DE DÓNDE SURGE PAI

Hay una forma distinta de mirar la alimentación, y no nace de una teoría, sino de una experiencia que también es mía. Durante años seguí normas, probé métodos y traté de encajar en discursos que prometían claridad y solo ofrecían más ruido. Conocí la presión del cuerpo perfecto, la culpa por no llegar, la exigencia que no construye y la confusión de mensajes que se contradicen entre sí. Y, aunque cada historia es distinta, la mayoría hemos transitado alguna versión de ese ruido. Esa vivencia me mostró algo que tardé tiempo en nombrar: el problema no era la comida, sino la falta de un marco que ordenara lo interno.
Esa pregunta abrió un recorrido que no podía resolverse desde un solo lugar.
Mi trabajo siempre ha estado ligado a disciplinas distintas: pilates, docencia, dietética y psicología, y cada una me ofreció una pieza del conjunto. Pilates me enseñó a mirar el cuerpo desde dentro: señales, ritmos, presencia. La dietética me dio las bases fisiológicas para comprender cómo funciona el cuerpo y qué sostiene la relación con la alimentación desde lo biológico. La psicología permitió unir lo que estaba separado y comprender cómo la historia, la identidad y el contexto influyen en la relación con la alimentación. Y la docencia me dio la posibilidad de explicar lo complejo sin simplificarlo.
Ese recorrido me mostró que la alimentación no podía seguir mirándose como una parte aislada. Durante años se ha explicado desde las calorías, desde la disciplina, desde la emoción, y más recientemente desde la microbiota o incluso desde el sistema nervioso. Cada enfoque aporta algo valioso, pero ninguno recoge el conjunto.
Con los años vi con claridad que había piezas, pero no había estructura. Cada campo ofrecía una explicación parcial, pero ninguno recogía la vida entera de la persona ni la forma en que todas sus dimensiones, lo psicológico, lo corporal, lo biológico, lo emocional, lo narrativo y lo contextual, influyen en la relación con la alimentación. PAI nace de esa búsqueda: de unir lo que estaba disperso, de devolver sentido a lo que se había vuelto superficial y de ofrecer un espacio donde la complejidad pueda ser mirada sin miedo y sin simplificaciones. En PAI, la alimentación se entiende dentro de la arquitectura completa de la persona.

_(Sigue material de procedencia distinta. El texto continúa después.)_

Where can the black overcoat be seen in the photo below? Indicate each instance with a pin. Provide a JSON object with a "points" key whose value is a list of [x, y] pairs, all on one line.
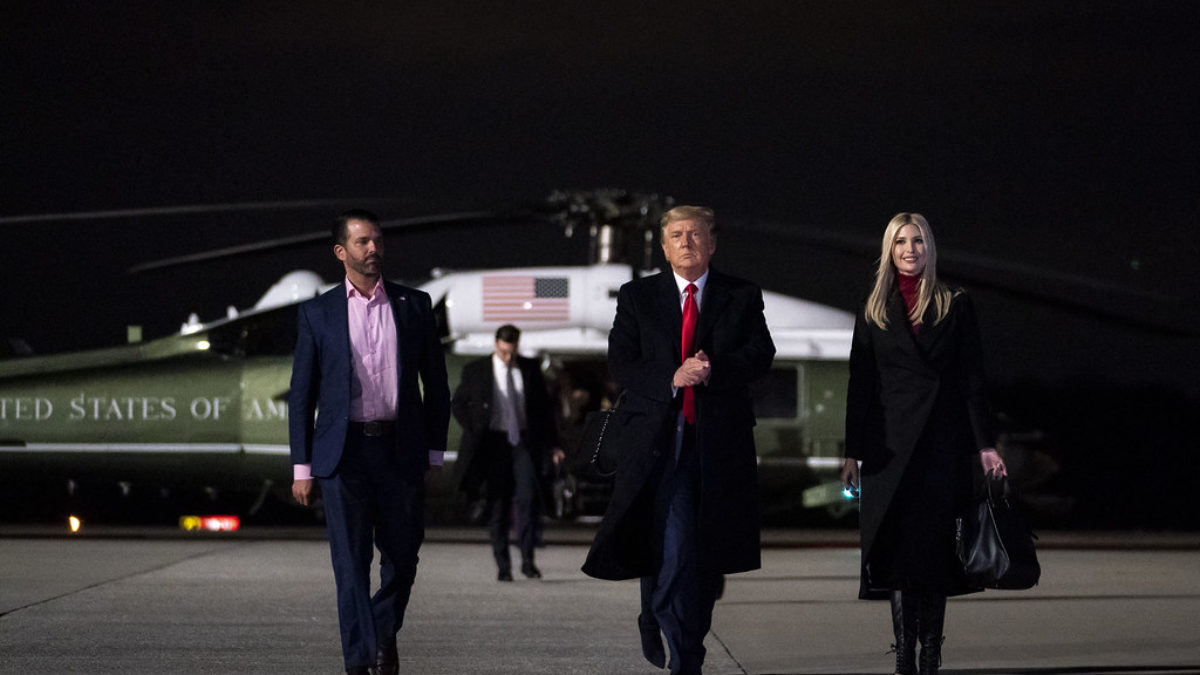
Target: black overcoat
{"points": [[472, 406], [906, 388], [643, 354]]}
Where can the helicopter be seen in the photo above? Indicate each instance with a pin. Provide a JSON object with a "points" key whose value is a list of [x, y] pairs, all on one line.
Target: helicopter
{"points": [[204, 411]]}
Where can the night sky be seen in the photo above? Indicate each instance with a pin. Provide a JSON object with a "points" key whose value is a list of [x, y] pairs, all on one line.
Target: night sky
{"points": [[1059, 138]]}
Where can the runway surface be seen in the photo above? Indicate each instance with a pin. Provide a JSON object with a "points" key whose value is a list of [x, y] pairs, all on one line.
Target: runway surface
{"points": [[263, 602]]}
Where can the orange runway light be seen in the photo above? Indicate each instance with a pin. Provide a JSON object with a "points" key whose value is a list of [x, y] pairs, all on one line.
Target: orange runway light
{"points": [[209, 523]]}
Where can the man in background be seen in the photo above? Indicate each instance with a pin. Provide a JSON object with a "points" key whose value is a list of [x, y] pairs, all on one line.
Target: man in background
{"points": [[509, 438]]}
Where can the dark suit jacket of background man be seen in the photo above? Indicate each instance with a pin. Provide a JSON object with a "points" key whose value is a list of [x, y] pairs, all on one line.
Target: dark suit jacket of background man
{"points": [[472, 407], [643, 354], [322, 372]]}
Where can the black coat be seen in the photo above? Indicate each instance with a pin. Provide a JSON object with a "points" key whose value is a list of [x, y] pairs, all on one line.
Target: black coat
{"points": [[643, 354], [907, 389], [472, 406]]}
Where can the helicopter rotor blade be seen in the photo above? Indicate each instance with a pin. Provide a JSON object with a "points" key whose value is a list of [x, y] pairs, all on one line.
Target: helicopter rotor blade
{"points": [[191, 209], [463, 217]]}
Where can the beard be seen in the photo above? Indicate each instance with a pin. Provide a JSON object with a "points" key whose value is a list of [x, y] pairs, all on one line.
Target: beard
{"points": [[366, 267]]}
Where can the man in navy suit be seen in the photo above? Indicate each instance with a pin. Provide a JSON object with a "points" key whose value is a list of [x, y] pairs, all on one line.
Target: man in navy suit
{"points": [[359, 426]]}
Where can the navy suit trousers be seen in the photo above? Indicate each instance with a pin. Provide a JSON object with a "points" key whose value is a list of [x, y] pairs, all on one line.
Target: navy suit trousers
{"points": [[682, 595], [373, 500]]}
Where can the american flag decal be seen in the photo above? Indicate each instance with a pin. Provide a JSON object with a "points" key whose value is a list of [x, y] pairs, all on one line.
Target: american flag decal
{"points": [[526, 298]]}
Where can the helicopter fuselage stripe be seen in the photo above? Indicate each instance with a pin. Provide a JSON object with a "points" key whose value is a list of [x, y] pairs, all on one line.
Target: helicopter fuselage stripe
{"points": [[215, 448]]}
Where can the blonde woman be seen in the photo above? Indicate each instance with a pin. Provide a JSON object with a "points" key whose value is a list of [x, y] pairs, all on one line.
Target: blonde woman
{"points": [[916, 418]]}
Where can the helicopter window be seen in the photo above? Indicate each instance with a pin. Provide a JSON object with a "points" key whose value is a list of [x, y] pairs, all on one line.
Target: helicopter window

MIRAR LA ALIMENTACIÓN DESDE EL CONJUNTO

Mirar la alimentación desde el conjunto significa dejar de buscar respuestas en una sola capa. Significa comprender que lo que comemos no depende únicamente de la biología, ni únicamente de la emoción, ni únicamente de la historia, sino del diálogo constante entre todas ellas. La alimentación es un lenguaje que expresa cómo está el cuerpo, cómo está la mente, qué lugar ocupa la persona en su vida y qué capacidad tiene para elegir dentro de su contexto.
Cuando la alimentación se mira así, deja de ser un problema aislado y empieza a mostrar su sentido. Lo que parecía falta de fuerza de voluntad se convierte en falta de disponibilidad. Lo que parecía desorden se convierte en una respuesta del cuerpo. Lo que parecía “comer por emoción” se convierte en una forma de regular lo que no encuentra otro cauce. Y lo que parecía un hábito sin explicación revela una historia que nunca había sido mirada con profundidad. Mirar el conjunto no significa buscar causas ocultas ni forzar interpretaciones: significa ver lo que está y darle el lugar que tiene.
Este cambio de mirada no simplifica la complejidad: la ordena. Permite entender por qué una misma pauta funciona para unas personas y no para otras, por qué el cuerpo responde de formas distintas en momentos distintos y por qué la relación con la alimentación no puede separarse de la vida que la sostiene. En PAI, este orden no se impone: se construye. Es un marco que acompaña, que abre posibilidades, que devuelve criterio, sin dictar normas.
En PAI, volver a una misma es llegar para poder empezar.